Adicionalmente, durante o mesmo evento, o Incra divulgou a publicação de uma portaria que reconhece o território Porto Leocádio, em Goiás. Esta medida beneficiará 20 famílias em uma área de 1,5 mil hectares.

Foram também anunciados cinco novos Relatórios Técnicos de Identificação e Delimitação (RTIDs), cobrindo os territórios de Brejão dos Aipins (Piauí), Baía Formosa (Rio de Janeiro), Sapatu (São Paulo), Sítio Grossos (Rio Grande do Norte) e Engenho da Cruz (Bahia). Estes relatórios contemplam cerca de 800 famílias e aproximadamente 22 mil hectares.

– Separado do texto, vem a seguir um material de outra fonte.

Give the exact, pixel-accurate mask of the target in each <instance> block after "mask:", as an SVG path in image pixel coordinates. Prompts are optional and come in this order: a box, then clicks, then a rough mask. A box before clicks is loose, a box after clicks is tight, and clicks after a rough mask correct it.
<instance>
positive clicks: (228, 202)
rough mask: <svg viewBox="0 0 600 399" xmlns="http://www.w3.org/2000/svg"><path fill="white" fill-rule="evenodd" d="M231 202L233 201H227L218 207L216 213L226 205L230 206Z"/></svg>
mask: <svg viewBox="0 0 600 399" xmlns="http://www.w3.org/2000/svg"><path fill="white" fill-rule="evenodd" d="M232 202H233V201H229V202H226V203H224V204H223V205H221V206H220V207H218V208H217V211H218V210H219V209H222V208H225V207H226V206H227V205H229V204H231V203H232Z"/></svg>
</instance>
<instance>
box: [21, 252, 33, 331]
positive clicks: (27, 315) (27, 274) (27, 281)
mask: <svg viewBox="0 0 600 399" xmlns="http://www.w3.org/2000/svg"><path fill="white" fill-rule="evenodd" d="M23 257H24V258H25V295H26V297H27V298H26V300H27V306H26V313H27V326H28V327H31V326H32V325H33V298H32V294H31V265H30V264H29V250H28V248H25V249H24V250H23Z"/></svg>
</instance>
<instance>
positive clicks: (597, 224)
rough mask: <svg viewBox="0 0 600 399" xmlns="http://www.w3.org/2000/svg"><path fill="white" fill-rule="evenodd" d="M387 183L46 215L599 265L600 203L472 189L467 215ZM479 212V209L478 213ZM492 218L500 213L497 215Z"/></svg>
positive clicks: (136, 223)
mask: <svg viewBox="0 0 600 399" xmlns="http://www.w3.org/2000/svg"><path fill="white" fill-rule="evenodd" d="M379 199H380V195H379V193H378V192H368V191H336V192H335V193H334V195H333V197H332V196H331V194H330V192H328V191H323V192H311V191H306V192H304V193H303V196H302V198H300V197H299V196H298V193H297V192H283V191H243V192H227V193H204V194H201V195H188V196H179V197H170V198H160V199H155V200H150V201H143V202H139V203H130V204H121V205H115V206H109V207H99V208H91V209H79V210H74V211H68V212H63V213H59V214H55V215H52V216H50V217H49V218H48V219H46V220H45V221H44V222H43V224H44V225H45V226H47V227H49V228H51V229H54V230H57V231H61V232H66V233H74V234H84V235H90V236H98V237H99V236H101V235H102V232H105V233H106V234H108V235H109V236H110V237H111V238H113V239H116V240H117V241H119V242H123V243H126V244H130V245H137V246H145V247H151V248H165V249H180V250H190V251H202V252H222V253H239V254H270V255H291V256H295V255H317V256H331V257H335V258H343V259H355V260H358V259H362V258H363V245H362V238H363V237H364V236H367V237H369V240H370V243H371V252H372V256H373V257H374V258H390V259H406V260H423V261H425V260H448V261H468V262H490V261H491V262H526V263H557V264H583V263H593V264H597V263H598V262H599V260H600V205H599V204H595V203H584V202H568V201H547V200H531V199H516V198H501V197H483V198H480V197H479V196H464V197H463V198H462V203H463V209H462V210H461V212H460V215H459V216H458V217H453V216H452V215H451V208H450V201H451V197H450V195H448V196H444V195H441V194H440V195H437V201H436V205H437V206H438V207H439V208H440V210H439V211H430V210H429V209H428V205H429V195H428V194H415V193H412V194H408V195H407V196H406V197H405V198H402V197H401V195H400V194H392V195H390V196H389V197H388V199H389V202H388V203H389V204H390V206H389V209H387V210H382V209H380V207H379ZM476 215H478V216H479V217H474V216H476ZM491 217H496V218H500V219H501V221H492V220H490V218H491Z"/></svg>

O RTID consiste em um relatório detalhado de caráter histórico e antropológico, que documenta a ocupação e estabelece os marcos territoriais das áreas tradicionalmente habitadas por famílias quilombolas.

A seguir, detalhamos a distribuição dos 18 títulos quilombolas concedidos, organizados por território:

  • Kalunga do Mimoso (Arraias e Paranã/TO): quatro títulos concedidos, beneficiando 250 famílias em 4.211 hectares;
  • Kalunga (Cavalcante, Monte Alegre e Teresina de Goiás/GO): dois títulos para 888 famílias, abrangendo 6.221 hectares;
  • Invernada dos Negros (Abdon Batista e Campos Novos/SC): cinco títulos para 84 famílias em 111 hectares;
  • Charco/Juçaral (São Vicente Férrer/MA): três títulos para 137 famílias em 690 hectares;
  • Mel da Pedreira (Macapá/AP): um título para 14 famílias em 127 hectares;
  • Nova Batalhinha (Bom Jesus da Lapa/BA): um título para 20 famílias em 67 hectares;
  • Mata de São Benedito (Itapecuru-Mirim/MA): um título para 35 famílias em 194 hectares;
  • Piqui/Santa Maria dos Pretos (Itapecuru-Mirim/MA): um título para 352 famílias em 51 hectares.